India began vaccinating health workers on Saturday in what is arguably the world’s largest vaccination campaign against Covid-19, joining wealthier countries where efforts are already well underway.
The country is home to the world’s largest vaccine manufacturers and has one of the largest immunization programs. But there is no script for the sheer scale of the challenge.
Indian authorities hope to shoot 300 million people, about the population of the US and many times more than the existing program targeting 26 million babies. Recipients include 30 million doctors, nurses, and other front-line workers, followed by 270 million others, who are either over 50 or have a disease that makes them vulnerable to COVID-19.
The first dose of a vaccine was administered to a health worker at the All Indian Institute of Medical Sciences in the capital, New Delhi, after Prime Minister Narendra Modi launched the campaign with a national televised speech. Priority groups in the vast country, from the Himalayas to the Andaman Islands in the Bay of Bengal, began receiving it shortly after.

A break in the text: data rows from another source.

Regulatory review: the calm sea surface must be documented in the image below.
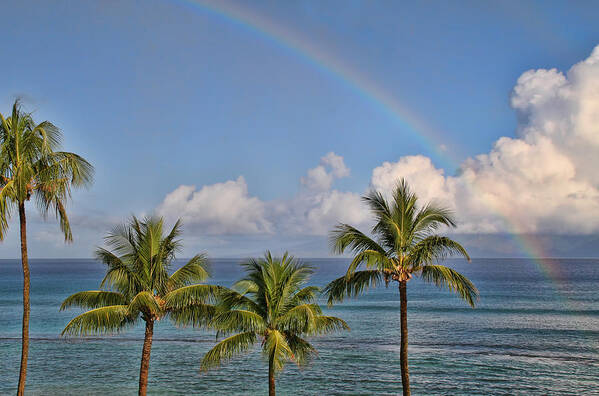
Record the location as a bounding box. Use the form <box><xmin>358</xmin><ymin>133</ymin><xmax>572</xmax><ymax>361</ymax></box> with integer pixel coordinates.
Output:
<box><xmin>0</xmin><ymin>259</ymin><xmax>599</xmax><ymax>395</ymax></box>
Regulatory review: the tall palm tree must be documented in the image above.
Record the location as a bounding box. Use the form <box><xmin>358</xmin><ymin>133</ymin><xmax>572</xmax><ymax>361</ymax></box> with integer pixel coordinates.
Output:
<box><xmin>325</xmin><ymin>179</ymin><xmax>478</xmax><ymax>396</ymax></box>
<box><xmin>60</xmin><ymin>217</ymin><xmax>219</xmax><ymax>395</ymax></box>
<box><xmin>201</xmin><ymin>251</ymin><xmax>349</xmax><ymax>396</ymax></box>
<box><xmin>0</xmin><ymin>100</ymin><xmax>93</xmax><ymax>395</ymax></box>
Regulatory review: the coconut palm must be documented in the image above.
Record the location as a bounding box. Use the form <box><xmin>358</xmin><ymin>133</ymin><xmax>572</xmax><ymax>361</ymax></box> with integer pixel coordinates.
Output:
<box><xmin>0</xmin><ymin>100</ymin><xmax>93</xmax><ymax>395</ymax></box>
<box><xmin>201</xmin><ymin>251</ymin><xmax>349</xmax><ymax>396</ymax></box>
<box><xmin>60</xmin><ymin>217</ymin><xmax>219</xmax><ymax>395</ymax></box>
<box><xmin>325</xmin><ymin>179</ymin><xmax>478</xmax><ymax>395</ymax></box>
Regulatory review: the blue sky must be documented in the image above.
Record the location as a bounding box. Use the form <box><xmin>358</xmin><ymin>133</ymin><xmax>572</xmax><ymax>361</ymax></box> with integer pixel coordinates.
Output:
<box><xmin>0</xmin><ymin>0</ymin><xmax>599</xmax><ymax>257</ymax></box>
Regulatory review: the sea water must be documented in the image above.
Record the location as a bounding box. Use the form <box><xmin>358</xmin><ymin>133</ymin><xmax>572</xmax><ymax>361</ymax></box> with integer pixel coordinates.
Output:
<box><xmin>0</xmin><ymin>259</ymin><xmax>599</xmax><ymax>395</ymax></box>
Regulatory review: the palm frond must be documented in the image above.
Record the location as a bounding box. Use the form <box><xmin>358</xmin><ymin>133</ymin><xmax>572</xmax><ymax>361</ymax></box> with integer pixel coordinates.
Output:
<box><xmin>60</xmin><ymin>290</ymin><xmax>127</xmax><ymax>311</ymax></box>
<box><xmin>323</xmin><ymin>270</ymin><xmax>383</xmax><ymax>305</ymax></box>
<box><xmin>168</xmin><ymin>254</ymin><xmax>210</xmax><ymax>289</ymax></box>
<box><xmin>310</xmin><ymin>315</ymin><xmax>350</xmax><ymax>335</ymax></box>
<box><xmin>61</xmin><ymin>305</ymin><xmax>133</xmax><ymax>336</ymax></box>
<box><xmin>283</xmin><ymin>332</ymin><xmax>318</xmax><ymax>367</ymax></box>
<box><xmin>211</xmin><ymin>309</ymin><xmax>266</xmax><ymax>334</ymax></box>
<box><xmin>168</xmin><ymin>303</ymin><xmax>217</xmax><ymax>327</ymax></box>
<box><xmin>407</xmin><ymin>235</ymin><xmax>470</xmax><ymax>269</ymax></box>
<box><xmin>421</xmin><ymin>265</ymin><xmax>478</xmax><ymax>307</ymax></box>
<box><xmin>164</xmin><ymin>285</ymin><xmax>226</xmax><ymax>309</ymax></box>
<box><xmin>330</xmin><ymin>224</ymin><xmax>385</xmax><ymax>254</ymax></box>
<box><xmin>200</xmin><ymin>331</ymin><xmax>256</xmax><ymax>371</ymax></box>
<box><xmin>262</xmin><ymin>330</ymin><xmax>294</xmax><ymax>372</ymax></box>
<box><xmin>128</xmin><ymin>291</ymin><xmax>164</xmax><ymax>318</ymax></box>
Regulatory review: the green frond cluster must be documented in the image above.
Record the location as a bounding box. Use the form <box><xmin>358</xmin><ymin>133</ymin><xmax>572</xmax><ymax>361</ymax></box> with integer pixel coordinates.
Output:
<box><xmin>324</xmin><ymin>179</ymin><xmax>478</xmax><ymax>306</ymax></box>
<box><xmin>0</xmin><ymin>100</ymin><xmax>94</xmax><ymax>241</ymax></box>
<box><xmin>61</xmin><ymin>217</ymin><xmax>219</xmax><ymax>335</ymax></box>
<box><xmin>201</xmin><ymin>251</ymin><xmax>349</xmax><ymax>372</ymax></box>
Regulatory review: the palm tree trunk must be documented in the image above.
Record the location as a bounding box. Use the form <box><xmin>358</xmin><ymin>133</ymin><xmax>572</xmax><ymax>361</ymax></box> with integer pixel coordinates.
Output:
<box><xmin>268</xmin><ymin>356</ymin><xmax>275</xmax><ymax>396</ymax></box>
<box><xmin>17</xmin><ymin>202</ymin><xmax>30</xmax><ymax>396</ymax></box>
<box><xmin>139</xmin><ymin>319</ymin><xmax>154</xmax><ymax>396</ymax></box>
<box><xmin>399</xmin><ymin>281</ymin><xmax>410</xmax><ymax>396</ymax></box>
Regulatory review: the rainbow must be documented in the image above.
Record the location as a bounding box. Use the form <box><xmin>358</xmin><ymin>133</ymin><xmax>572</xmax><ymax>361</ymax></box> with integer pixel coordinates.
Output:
<box><xmin>176</xmin><ymin>0</ymin><xmax>458</xmax><ymax>169</ymax></box>
<box><xmin>175</xmin><ymin>0</ymin><xmax>565</xmax><ymax>304</ymax></box>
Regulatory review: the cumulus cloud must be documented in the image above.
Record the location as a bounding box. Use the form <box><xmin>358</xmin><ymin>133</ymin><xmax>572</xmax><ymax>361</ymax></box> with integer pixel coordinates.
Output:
<box><xmin>157</xmin><ymin>152</ymin><xmax>367</xmax><ymax>235</ymax></box>
<box><xmin>301</xmin><ymin>152</ymin><xmax>349</xmax><ymax>191</ymax></box>
<box><xmin>159</xmin><ymin>47</ymin><xmax>599</xmax><ymax>240</ymax></box>
<box><xmin>372</xmin><ymin>47</ymin><xmax>599</xmax><ymax>233</ymax></box>
<box><xmin>157</xmin><ymin>176</ymin><xmax>272</xmax><ymax>235</ymax></box>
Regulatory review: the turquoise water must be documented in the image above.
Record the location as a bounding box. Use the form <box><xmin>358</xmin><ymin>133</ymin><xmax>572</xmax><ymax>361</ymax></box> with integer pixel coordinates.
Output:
<box><xmin>0</xmin><ymin>259</ymin><xmax>599</xmax><ymax>395</ymax></box>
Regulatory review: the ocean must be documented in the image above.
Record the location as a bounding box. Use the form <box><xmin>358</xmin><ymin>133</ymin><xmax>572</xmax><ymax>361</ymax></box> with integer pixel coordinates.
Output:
<box><xmin>0</xmin><ymin>259</ymin><xmax>599</xmax><ymax>396</ymax></box>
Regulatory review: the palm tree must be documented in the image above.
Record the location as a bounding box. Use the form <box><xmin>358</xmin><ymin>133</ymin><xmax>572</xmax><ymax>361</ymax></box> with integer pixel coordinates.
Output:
<box><xmin>201</xmin><ymin>251</ymin><xmax>349</xmax><ymax>396</ymax></box>
<box><xmin>60</xmin><ymin>217</ymin><xmax>219</xmax><ymax>395</ymax></box>
<box><xmin>0</xmin><ymin>100</ymin><xmax>93</xmax><ymax>395</ymax></box>
<box><xmin>324</xmin><ymin>179</ymin><xmax>478</xmax><ymax>396</ymax></box>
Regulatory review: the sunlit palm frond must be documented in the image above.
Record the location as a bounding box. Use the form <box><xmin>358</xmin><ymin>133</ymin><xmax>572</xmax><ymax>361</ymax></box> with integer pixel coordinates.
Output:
<box><xmin>283</xmin><ymin>332</ymin><xmax>318</xmax><ymax>367</ymax></box>
<box><xmin>323</xmin><ymin>270</ymin><xmax>383</xmax><ymax>305</ymax></box>
<box><xmin>168</xmin><ymin>254</ymin><xmax>210</xmax><ymax>289</ymax></box>
<box><xmin>168</xmin><ymin>303</ymin><xmax>217</xmax><ymax>327</ymax></box>
<box><xmin>164</xmin><ymin>285</ymin><xmax>225</xmax><ymax>309</ymax></box>
<box><xmin>61</xmin><ymin>305</ymin><xmax>132</xmax><ymax>336</ymax></box>
<box><xmin>60</xmin><ymin>290</ymin><xmax>127</xmax><ymax>311</ymax></box>
<box><xmin>309</xmin><ymin>315</ymin><xmax>349</xmax><ymax>335</ymax></box>
<box><xmin>200</xmin><ymin>331</ymin><xmax>256</xmax><ymax>371</ymax></box>
<box><xmin>330</xmin><ymin>224</ymin><xmax>385</xmax><ymax>254</ymax></box>
<box><xmin>128</xmin><ymin>291</ymin><xmax>164</xmax><ymax>318</ymax></box>
<box><xmin>211</xmin><ymin>309</ymin><xmax>266</xmax><ymax>334</ymax></box>
<box><xmin>406</xmin><ymin>235</ymin><xmax>470</xmax><ymax>270</ymax></box>
<box><xmin>421</xmin><ymin>265</ymin><xmax>478</xmax><ymax>307</ymax></box>
<box><xmin>262</xmin><ymin>330</ymin><xmax>294</xmax><ymax>371</ymax></box>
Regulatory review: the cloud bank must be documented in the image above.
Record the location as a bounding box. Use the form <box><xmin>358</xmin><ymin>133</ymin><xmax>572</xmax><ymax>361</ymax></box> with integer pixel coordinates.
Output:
<box><xmin>157</xmin><ymin>46</ymin><xmax>599</xmax><ymax>241</ymax></box>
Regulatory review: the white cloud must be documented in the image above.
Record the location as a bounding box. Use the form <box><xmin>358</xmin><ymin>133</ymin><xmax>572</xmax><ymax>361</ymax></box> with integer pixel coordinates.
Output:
<box><xmin>159</xmin><ymin>47</ymin><xmax>599</xmax><ymax>241</ymax></box>
<box><xmin>301</xmin><ymin>152</ymin><xmax>350</xmax><ymax>191</ymax></box>
<box><xmin>372</xmin><ymin>43</ymin><xmax>599</xmax><ymax>234</ymax></box>
<box><xmin>157</xmin><ymin>176</ymin><xmax>272</xmax><ymax>235</ymax></box>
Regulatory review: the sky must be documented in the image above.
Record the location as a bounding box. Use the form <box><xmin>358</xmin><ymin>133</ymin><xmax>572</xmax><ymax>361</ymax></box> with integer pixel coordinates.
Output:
<box><xmin>0</xmin><ymin>0</ymin><xmax>599</xmax><ymax>258</ymax></box>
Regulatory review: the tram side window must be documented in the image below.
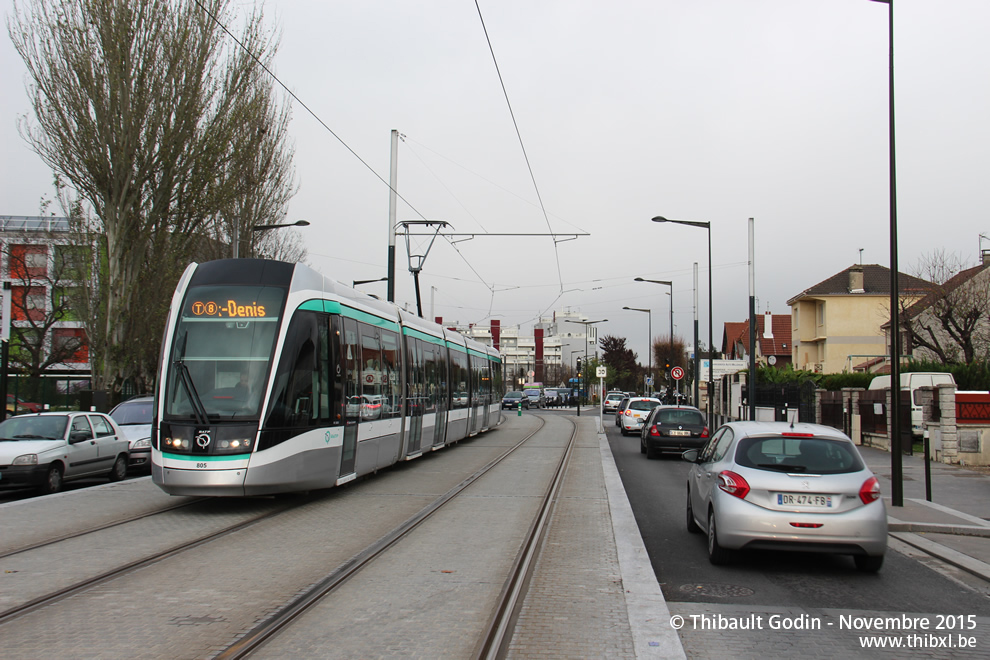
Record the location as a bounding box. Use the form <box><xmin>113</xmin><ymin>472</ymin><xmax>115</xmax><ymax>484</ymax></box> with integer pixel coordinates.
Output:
<box><xmin>358</xmin><ymin>323</ymin><xmax>387</xmax><ymax>421</ymax></box>
<box><xmin>381</xmin><ymin>330</ymin><xmax>402</xmax><ymax>417</ymax></box>
<box><xmin>342</xmin><ymin>319</ymin><xmax>363</xmax><ymax>422</ymax></box>
<box><xmin>267</xmin><ymin>312</ymin><xmax>330</xmax><ymax>428</ymax></box>
<box><xmin>450</xmin><ymin>349</ymin><xmax>470</xmax><ymax>408</ymax></box>
<box><xmin>422</xmin><ymin>341</ymin><xmax>444</xmax><ymax>413</ymax></box>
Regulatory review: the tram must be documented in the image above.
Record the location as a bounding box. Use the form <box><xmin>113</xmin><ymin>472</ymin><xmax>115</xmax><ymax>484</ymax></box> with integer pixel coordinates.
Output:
<box><xmin>151</xmin><ymin>259</ymin><xmax>504</xmax><ymax>496</ymax></box>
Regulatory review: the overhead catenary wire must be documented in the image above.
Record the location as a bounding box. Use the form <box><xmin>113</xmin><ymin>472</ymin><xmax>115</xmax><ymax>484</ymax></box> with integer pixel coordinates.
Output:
<box><xmin>474</xmin><ymin>0</ymin><xmax>564</xmax><ymax>294</ymax></box>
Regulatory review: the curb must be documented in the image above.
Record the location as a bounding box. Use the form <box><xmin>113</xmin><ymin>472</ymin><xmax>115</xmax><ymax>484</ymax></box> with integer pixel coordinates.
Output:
<box><xmin>889</xmin><ymin>531</ymin><xmax>990</xmax><ymax>581</ymax></box>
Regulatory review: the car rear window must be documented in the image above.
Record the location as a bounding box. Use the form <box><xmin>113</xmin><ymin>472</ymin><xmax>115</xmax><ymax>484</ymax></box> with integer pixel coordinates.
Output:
<box><xmin>736</xmin><ymin>436</ymin><xmax>863</xmax><ymax>474</ymax></box>
<box><xmin>657</xmin><ymin>410</ymin><xmax>705</xmax><ymax>426</ymax></box>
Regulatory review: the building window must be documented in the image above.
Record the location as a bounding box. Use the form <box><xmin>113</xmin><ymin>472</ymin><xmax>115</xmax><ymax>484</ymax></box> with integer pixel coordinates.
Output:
<box><xmin>8</xmin><ymin>245</ymin><xmax>48</xmax><ymax>280</ymax></box>
<box><xmin>10</xmin><ymin>286</ymin><xmax>47</xmax><ymax>321</ymax></box>
<box><xmin>52</xmin><ymin>328</ymin><xmax>89</xmax><ymax>364</ymax></box>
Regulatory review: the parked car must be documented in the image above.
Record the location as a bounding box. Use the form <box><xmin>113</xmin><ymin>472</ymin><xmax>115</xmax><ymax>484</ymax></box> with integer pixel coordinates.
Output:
<box><xmin>619</xmin><ymin>396</ymin><xmax>660</xmax><ymax>435</ymax></box>
<box><xmin>502</xmin><ymin>390</ymin><xmax>529</xmax><ymax>410</ymax></box>
<box><xmin>7</xmin><ymin>394</ymin><xmax>42</xmax><ymax>415</ymax></box>
<box><xmin>110</xmin><ymin>396</ymin><xmax>155</xmax><ymax>472</ymax></box>
<box><xmin>639</xmin><ymin>406</ymin><xmax>710</xmax><ymax>458</ymax></box>
<box><xmin>0</xmin><ymin>412</ymin><xmax>129</xmax><ymax>494</ymax></box>
<box><xmin>602</xmin><ymin>392</ymin><xmax>625</xmax><ymax>413</ymax></box>
<box><xmin>683</xmin><ymin>422</ymin><xmax>887</xmax><ymax>572</ymax></box>
<box><xmin>523</xmin><ymin>387</ymin><xmax>547</xmax><ymax>408</ymax></box>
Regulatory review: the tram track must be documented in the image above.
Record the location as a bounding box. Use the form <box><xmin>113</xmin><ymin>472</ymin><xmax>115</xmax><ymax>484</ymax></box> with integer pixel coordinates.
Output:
<box><xmin>0</xmin><ymin>498</ymin><xmax>293</xmax><ymax>626</ymax></box>
<box><xmin>211</xmin><ymin>416</ymin><xmax>577</xmax><ymax>660</ymax></box>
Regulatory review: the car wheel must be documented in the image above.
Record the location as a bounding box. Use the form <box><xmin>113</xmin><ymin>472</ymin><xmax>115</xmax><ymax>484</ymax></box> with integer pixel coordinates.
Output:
<box><xmin>708</xmin><ymin>510</ymin><xmax>731</xmax><ymax>566</ymax></box>
<box><xmin>686</xmin><ymin>488</ymin><xmax>701</xmax><ymax>534</ymax></box>
<box><xmin>41</xmin><ymin>465</ymin><xmax>62</xmax><ymax>495</ymax></box>
<box><xmin>853</xmin><ymin>555</ymin><xmax>883</xmax><ymax>573</ymax></box>
<box><xmin>109</xmin><ymin>455</ymin><xmax>127</xmax><ymax>481</ymax></box>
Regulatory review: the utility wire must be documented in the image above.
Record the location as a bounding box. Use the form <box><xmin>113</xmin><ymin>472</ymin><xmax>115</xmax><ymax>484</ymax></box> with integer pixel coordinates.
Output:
<box><xmin>194</xmin><ymin>0</ymin><xmax>426</xmax><ymax>220</ymax></box>
<box><xmin>474</xmin><ymin>0</ymin><xmax>564</xmax><ymax>294</ymax></box>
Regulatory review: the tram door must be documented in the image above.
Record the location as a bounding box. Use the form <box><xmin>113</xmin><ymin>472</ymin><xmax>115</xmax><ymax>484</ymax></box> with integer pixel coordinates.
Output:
<box><xmin>427</xmin><ymin>344</ymin><xmax>450</xmax><ymax>447</ymax></box>
<box><xmin>406</xmin><ymin>337</ymin><xmax>426</xmax><ymax>456</ymax></box>
<box><xmin>340</xmin><ymin>316</ymin><xmax>362</xmax><ymax>476</ymax></box>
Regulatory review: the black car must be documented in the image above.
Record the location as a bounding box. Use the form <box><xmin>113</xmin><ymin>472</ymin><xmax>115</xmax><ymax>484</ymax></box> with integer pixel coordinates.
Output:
<box><xmin>639</xmin><ymin>406</ymin><xmax>711</xmax><ymax>458</ymax></box>
<box><xmin>502</xmin><ymin>390</ymin><xmax>529</xmax><ymax>410</ymax></box>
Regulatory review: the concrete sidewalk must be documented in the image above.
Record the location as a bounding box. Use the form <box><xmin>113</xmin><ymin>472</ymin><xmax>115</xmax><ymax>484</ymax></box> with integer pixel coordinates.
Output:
<box><xmin>859</xmin><ymin>447</ymin><xmax>990</xmax><ymax>581</ymax></box>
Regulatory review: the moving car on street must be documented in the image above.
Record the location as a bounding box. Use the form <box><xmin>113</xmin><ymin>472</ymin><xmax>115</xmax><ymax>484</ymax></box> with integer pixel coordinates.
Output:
<box><xmin>0</xmin><ymin>412</ymin><xmax>128</xmax><ymax>494</ymax></box>
<box><xmin>639</xmin><ymin>406</ymin><xmax>709</xmax><ymax>458</ymax></box>
<box><xmin>619</xmin><ymin>396</ymin><xmax>660</xmax><ymax>435</ymax></box>
<box><xmin>502</xmin><ymin>390</ymin><xmax>529</xmax><ymax>410</ymax></box>
<box><xmin>523</xmin><ymin>387</ymin><xmax>547</xmax><ymax>408</ymax></box>
<box><xmin>110</xmin><ymin>396</ymin><xmax>155</xmax><ymax>474</ymax></box>
<box><xmin>683</xmin><ymin>422</ymin><xmax>887</xmax><ymax>572</ymax></box>
<box><xmin>602</xmin><ymin>392</ymin><xmax>625</xmax><ymax>413</ymax></box>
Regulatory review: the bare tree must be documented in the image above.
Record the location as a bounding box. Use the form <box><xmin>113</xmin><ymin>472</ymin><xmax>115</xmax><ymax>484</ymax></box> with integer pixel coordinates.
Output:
<box><xmin>900</xmin><ymin>250</ymin><xmax>990</xmax><ymax>364</ymax></box>
<box><xmin>7</xmin><ymin>0</ymin><xmax>292</xmax><ymax>389</ymax></box>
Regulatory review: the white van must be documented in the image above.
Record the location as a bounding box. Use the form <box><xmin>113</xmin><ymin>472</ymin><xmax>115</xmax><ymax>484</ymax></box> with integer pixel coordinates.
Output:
<box><xmin>870</xmin><ymin>371</ymin><xmax>956</xmax><ymax>436</ymax></box>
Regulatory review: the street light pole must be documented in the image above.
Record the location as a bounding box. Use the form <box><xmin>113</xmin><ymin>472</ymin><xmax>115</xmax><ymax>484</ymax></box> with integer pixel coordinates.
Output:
<box><xmin>873</xmin><ymin>0</ymin><xmax>904</xmax><ymax>506</ymax></box>
<box><xmin>622</xmin><ymin>307</ymin><xmax>653</xmax><ymax>396</ymax></box>
<box><xmin>564</xmin><ymin>319</ymin><xmax>608</xmax><ymax>417</ymax></box>
<box><xmin>635</xmin><ymin>277</ymin><xmax>674</xmax><ymax>378</ymax></box>
<box><xmin>653</xmin><ymin>215</ymin><xmax>715</xmax><ymax>423</ymax></box>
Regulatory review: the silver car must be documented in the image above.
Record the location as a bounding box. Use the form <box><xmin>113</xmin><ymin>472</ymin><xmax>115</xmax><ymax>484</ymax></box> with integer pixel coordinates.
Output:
<box><xmin>0</xmin><ymin>412</ymin><xmax>128</xmax><ymax>494</ymax></box>
<box><xmin>683</xmin><ymin>422</ymin><xmax>887</xmax><ymax>572</ymax></box>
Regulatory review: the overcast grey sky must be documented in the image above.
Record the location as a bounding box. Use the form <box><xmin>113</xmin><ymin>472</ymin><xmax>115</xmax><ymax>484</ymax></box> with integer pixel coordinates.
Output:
<box><xmin>0</xmin><ymin>0</ymin><xmax>990</xmax><ymax>363</ymax></box>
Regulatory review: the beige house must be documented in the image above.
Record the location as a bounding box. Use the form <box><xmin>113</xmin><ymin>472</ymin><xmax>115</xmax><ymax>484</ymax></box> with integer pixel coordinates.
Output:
<box><xmin>787</xmin><ymin>264</ymin><xmax>930</xmax><ymax>373</ymax></box>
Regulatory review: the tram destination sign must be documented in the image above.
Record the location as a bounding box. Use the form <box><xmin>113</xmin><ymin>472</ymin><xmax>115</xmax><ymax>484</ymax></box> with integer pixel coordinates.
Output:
<box><xmin>189</xmin><ymin>299</ymin><xmax>267</xmax><ymax>319</ymax></box>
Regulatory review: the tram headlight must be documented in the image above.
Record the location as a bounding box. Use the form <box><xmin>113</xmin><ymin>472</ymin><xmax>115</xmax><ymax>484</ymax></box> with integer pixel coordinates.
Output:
<box><xmin>213</xmin><ymin>425</ymin><xmax>258</xmax><ymax>454</ymax></box>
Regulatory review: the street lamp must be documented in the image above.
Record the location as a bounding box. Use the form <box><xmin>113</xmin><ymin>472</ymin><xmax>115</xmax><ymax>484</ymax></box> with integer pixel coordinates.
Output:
<box><xmin>622</xmin><ymin>307</ymin><xmax>653</xmax><ymax>396</ymax></box>
<box><xmin>873</xmin><ymin>0</ymin><xmax>904</xmax><ymax>506</ymax></box>
<box><xmin>564</xmin><ymin>319</ymin><xmax>608</xmax><ymax>417</ymax></box>
<box><xmin>653</xmin><ymin>215</ymin><xmax>715</xmax><ymax>422</ymax></box>
<box><xmin>635</xmin><ymin>277</ymin><xmax>674</xmax><ymax>368</ymax></box>
<box><xmin>233</xmin><ymin>220</ymin><xmax>309</xmax><ymax>259</ymax></box>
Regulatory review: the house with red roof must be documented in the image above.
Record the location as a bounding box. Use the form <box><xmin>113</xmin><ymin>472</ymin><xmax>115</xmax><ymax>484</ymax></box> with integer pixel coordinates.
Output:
<box><xmin>722</xmin><ymin>311</ymin><xmax>791</xmax><ymax>368</ymax></box>
<box><xmin>787</xmin><ymin>264</ymin><xmax>931</xmax><ymax>374</ymax></box>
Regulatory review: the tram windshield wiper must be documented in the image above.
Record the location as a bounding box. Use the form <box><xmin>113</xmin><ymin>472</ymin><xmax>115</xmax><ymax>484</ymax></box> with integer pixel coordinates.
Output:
<box><xmin>172</xmin><ymin>335</ymin><xmax>210</xmax><ymax>426</ymax></box>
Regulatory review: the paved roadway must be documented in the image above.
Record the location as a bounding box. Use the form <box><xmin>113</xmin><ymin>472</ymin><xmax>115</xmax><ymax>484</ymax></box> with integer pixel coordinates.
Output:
<box><xmin>605</xmin><ymin>420</ymin><xmax>990</xmax><ymax>657</ymax></box>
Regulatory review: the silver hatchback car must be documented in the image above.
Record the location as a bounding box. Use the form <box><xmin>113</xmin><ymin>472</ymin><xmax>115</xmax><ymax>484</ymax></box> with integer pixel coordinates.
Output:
<box><xmin>683</xmin><ymin>422</ymin><xmax>887</xmax><ymax>572</ymax></box>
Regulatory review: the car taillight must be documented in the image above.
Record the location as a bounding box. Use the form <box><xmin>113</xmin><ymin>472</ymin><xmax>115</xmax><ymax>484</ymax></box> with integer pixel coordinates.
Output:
<box><xmin>859</xmin><ymin>477</ymin><xmax>880</xmax><ymax>504</ymax></box>
<box><xmin>718</xmin><ymin>470</ymin><xmax>749</xmax><ymax>500</ymax></box>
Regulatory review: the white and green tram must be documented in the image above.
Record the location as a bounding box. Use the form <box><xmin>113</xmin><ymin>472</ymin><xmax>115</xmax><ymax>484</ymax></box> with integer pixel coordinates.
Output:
<box><xmin>151</xmin><ymin>259</ymin><xmax>503</xmax><ymax>496</ymax></box>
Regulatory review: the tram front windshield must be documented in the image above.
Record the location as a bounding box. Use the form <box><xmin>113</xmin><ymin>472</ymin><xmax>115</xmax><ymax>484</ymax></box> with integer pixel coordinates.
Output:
<box><xmin>165</xmin><ymin>286</ymin><xmax>285</xmax><ymax>423</ymax></box>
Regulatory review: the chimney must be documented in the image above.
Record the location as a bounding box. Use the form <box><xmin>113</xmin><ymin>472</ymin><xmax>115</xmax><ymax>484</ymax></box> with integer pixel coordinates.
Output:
<box><xmin>849</xmin><ymin>266</ymin><xmax>866</xmax><ymax>293</ymax></box>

“We are launching the world’s largest vaccination program and it shows the world our capabilities,” Modi said in his speech. He implored citizens to remain vigilant and not believe “rumors about the safety of the vaccines.”
It was not clear whether Modi, 70, has taken the vaccine himself like other world leaders as an example of the safety of the shot. His government has said politicians will not be seen as priority groups in the initial phase of the rollout.
Health officials have not specified what percentage of the nearly 1.4 billion people will be targeted by the campaign. But experts say it will almost certainly be the largest such drive worldwide.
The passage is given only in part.